Pour-over coffee looks intimidating, with its gooseneck kettles and slow, deliberate pouring. In reality it is one of the cleanest, most rewarding ways to brew, and you can learn the basics in a single morning. Here is a beginner-friendly walkthrough.

What you need - A pour-over dripper (a V60, Kalita Wave, or any cone works). - Paper filters that fit it. - A kitchen scale. - A kettle. A gooseneck gives you control, but any kettle will do at first. - Freshly ground coffee at a medium-fine setting.

Step 1: Rinse the filter Place the filter in the dripper, set it on your mug or carafe, and pour hot water through the empty filter. This does two things: it washes away the papery taste and it preheats your equipment so the brew does not lose heat. Dump out the rinse water.

Step 2: Add coffee and weigh Add your grounds and zero out the scale. A good starting recipe is 22 grams of coffee to 350 grams of water, a 1:16 ratio that fills a large mug. Give the dripper a gentle shake to level the bed.

Step 3: Bloom Start your timer and pour just enough water to wet all the grounds, about 45 grams, in a slow spiral from the center outward. The coffee will puff up and release gas. This "bloom" lets fresh coffee degas so water can flow evenly. Wait 30 to 45 seconds.

Step 4: Pour in stages Pour the remaining water in two or three slow, steady additions, keeping the water level a finger's width below the rim. Pour in gentle circles, avoiding the very edge so you do not wash grounds up the filter wall. Aim to finish pouring around the two-minute mark.

Step 5: Let it draw down Allow the water to drain through completely. A total brew time of two and a half to three minutes is the sweet spot for most cone drippers.
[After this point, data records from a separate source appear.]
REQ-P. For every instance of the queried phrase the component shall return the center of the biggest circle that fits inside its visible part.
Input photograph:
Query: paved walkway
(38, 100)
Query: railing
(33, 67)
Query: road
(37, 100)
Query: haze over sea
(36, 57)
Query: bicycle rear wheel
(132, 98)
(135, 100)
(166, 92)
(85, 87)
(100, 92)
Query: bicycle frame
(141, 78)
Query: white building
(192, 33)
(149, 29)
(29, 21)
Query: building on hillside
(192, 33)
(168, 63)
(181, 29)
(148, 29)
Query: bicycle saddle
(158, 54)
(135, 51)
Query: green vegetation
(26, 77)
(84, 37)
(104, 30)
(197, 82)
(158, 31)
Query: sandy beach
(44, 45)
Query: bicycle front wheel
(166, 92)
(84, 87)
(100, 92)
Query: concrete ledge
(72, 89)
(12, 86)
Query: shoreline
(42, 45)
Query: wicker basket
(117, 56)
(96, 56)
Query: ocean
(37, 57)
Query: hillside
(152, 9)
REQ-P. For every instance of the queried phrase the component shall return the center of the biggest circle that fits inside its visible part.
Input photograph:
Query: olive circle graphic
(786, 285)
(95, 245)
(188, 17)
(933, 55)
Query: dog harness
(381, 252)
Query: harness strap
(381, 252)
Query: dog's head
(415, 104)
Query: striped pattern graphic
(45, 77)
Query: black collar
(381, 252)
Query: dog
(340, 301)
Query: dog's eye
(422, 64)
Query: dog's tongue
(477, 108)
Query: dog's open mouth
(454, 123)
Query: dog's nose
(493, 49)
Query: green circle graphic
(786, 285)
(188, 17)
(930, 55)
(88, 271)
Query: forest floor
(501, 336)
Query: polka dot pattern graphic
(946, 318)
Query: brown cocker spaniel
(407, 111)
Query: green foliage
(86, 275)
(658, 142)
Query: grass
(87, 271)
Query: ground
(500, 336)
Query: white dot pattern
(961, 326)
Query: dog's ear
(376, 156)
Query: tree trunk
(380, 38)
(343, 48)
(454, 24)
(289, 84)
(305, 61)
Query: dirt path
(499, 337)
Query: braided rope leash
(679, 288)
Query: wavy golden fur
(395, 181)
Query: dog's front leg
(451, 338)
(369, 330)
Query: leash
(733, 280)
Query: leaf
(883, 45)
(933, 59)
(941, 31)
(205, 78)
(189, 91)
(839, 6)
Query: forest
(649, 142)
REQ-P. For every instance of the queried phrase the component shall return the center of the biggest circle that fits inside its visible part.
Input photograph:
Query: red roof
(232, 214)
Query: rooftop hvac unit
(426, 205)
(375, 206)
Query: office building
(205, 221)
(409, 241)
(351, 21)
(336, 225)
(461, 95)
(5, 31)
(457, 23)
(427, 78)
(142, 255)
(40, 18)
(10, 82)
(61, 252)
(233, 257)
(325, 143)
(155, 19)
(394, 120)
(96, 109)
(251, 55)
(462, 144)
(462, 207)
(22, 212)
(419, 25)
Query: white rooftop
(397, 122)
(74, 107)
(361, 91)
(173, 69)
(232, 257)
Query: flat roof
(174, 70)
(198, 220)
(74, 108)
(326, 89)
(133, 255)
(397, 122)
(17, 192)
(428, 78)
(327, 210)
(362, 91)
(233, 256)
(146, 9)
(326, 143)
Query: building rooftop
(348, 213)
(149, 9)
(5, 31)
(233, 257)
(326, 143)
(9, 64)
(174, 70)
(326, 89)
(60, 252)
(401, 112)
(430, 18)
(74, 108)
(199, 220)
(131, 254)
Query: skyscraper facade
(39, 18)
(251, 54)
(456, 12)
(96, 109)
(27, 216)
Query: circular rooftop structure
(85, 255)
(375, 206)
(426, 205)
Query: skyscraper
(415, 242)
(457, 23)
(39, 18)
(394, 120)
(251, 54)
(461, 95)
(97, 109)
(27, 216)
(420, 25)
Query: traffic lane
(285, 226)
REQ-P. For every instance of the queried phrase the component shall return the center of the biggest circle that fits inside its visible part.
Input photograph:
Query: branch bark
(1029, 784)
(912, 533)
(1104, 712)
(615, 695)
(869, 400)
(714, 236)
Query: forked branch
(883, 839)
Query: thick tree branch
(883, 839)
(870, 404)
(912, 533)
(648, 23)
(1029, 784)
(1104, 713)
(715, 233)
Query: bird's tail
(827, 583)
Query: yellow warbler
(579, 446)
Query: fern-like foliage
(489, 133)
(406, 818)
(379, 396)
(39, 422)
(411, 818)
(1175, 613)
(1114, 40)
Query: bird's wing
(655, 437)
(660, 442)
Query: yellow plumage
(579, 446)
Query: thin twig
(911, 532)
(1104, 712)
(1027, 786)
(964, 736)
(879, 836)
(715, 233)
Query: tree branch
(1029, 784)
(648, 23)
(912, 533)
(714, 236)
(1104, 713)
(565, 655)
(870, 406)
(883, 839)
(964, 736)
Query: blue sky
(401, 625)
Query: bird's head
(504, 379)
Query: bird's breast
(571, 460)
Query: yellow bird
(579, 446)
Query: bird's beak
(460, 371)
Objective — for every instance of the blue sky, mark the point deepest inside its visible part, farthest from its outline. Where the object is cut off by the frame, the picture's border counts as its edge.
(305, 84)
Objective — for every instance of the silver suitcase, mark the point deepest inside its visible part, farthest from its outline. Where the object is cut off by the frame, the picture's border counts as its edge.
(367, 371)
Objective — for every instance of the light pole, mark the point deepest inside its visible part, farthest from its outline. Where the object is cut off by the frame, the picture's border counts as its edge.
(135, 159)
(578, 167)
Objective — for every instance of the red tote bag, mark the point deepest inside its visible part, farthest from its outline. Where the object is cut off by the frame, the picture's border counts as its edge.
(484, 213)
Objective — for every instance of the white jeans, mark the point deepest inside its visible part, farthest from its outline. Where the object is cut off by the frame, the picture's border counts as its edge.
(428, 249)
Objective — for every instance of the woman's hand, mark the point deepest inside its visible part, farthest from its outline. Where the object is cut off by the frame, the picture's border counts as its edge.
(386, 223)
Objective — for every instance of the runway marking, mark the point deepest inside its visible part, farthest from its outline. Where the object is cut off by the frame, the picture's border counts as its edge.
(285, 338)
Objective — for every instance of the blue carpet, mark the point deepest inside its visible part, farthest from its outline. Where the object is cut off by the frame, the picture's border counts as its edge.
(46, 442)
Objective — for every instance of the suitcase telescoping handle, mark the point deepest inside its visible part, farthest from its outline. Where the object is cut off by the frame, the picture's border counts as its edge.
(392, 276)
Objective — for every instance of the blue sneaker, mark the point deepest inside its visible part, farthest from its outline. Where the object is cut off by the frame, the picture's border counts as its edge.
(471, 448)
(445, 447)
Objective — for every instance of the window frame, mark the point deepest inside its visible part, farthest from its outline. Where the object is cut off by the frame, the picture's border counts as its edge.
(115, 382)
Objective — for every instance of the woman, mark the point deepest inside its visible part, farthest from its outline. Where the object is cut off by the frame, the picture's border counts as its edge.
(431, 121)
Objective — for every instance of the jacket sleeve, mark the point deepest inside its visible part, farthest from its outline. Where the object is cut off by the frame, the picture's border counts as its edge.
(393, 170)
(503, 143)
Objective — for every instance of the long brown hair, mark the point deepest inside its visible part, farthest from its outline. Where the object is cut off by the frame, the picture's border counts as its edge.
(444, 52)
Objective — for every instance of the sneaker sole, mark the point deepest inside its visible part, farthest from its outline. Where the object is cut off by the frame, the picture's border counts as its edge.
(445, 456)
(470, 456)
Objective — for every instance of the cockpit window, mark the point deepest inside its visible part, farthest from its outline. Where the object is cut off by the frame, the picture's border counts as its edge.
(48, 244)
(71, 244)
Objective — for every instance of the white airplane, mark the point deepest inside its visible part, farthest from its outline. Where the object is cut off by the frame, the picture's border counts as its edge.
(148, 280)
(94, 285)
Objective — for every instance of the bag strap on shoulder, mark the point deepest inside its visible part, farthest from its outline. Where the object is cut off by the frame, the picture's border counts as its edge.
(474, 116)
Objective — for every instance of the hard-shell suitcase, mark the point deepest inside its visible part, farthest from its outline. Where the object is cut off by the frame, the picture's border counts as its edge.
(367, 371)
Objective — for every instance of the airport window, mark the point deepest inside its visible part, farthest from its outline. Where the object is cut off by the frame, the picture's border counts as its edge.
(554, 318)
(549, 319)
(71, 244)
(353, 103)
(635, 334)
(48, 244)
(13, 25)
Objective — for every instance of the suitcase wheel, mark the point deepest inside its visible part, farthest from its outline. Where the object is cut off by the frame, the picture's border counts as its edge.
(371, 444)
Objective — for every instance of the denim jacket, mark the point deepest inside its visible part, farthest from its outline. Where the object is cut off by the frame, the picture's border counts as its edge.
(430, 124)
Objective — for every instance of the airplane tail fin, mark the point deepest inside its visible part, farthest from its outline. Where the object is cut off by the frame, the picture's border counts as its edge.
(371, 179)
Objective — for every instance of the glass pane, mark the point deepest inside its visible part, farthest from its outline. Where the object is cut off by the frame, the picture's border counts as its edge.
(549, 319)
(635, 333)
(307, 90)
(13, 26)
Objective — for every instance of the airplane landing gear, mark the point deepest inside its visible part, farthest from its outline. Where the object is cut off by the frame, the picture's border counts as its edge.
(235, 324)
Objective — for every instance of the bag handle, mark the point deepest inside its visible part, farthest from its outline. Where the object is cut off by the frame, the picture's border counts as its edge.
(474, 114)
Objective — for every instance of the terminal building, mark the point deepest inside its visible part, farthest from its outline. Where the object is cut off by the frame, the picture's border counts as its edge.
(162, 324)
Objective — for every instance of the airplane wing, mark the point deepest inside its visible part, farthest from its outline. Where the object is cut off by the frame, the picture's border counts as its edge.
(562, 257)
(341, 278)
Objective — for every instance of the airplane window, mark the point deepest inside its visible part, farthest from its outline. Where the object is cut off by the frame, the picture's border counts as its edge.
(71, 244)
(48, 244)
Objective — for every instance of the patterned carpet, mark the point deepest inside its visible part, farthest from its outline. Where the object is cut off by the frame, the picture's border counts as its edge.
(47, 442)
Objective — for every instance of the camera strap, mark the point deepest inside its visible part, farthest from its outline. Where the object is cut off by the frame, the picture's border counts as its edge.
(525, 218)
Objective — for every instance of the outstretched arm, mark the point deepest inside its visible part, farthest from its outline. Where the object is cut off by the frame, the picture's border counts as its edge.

When the dripper finishes dripping, lift it off, give your coffee a swirl, and taste.

Reading your results If the brew finished too fast (under two minutes) and tastes sour and weak, grind finer next time. If it took longer than three and a half minutes and tastes bitter or harsh, grind coarser. The bed of grounds left in the filter should look flat and even; deep craters or a sloped bed mean your pour was uneven.

Why bother Pour-over highlights the bright, delicate flavors in good coffee that darker brewing methods can mask. It uses no electricity, costs very little to start, and gives you complete control over the cup. Once the routine becomes muscle memory, the whole process takes about four minutes and becomes a genuinely pleasant way to start the day.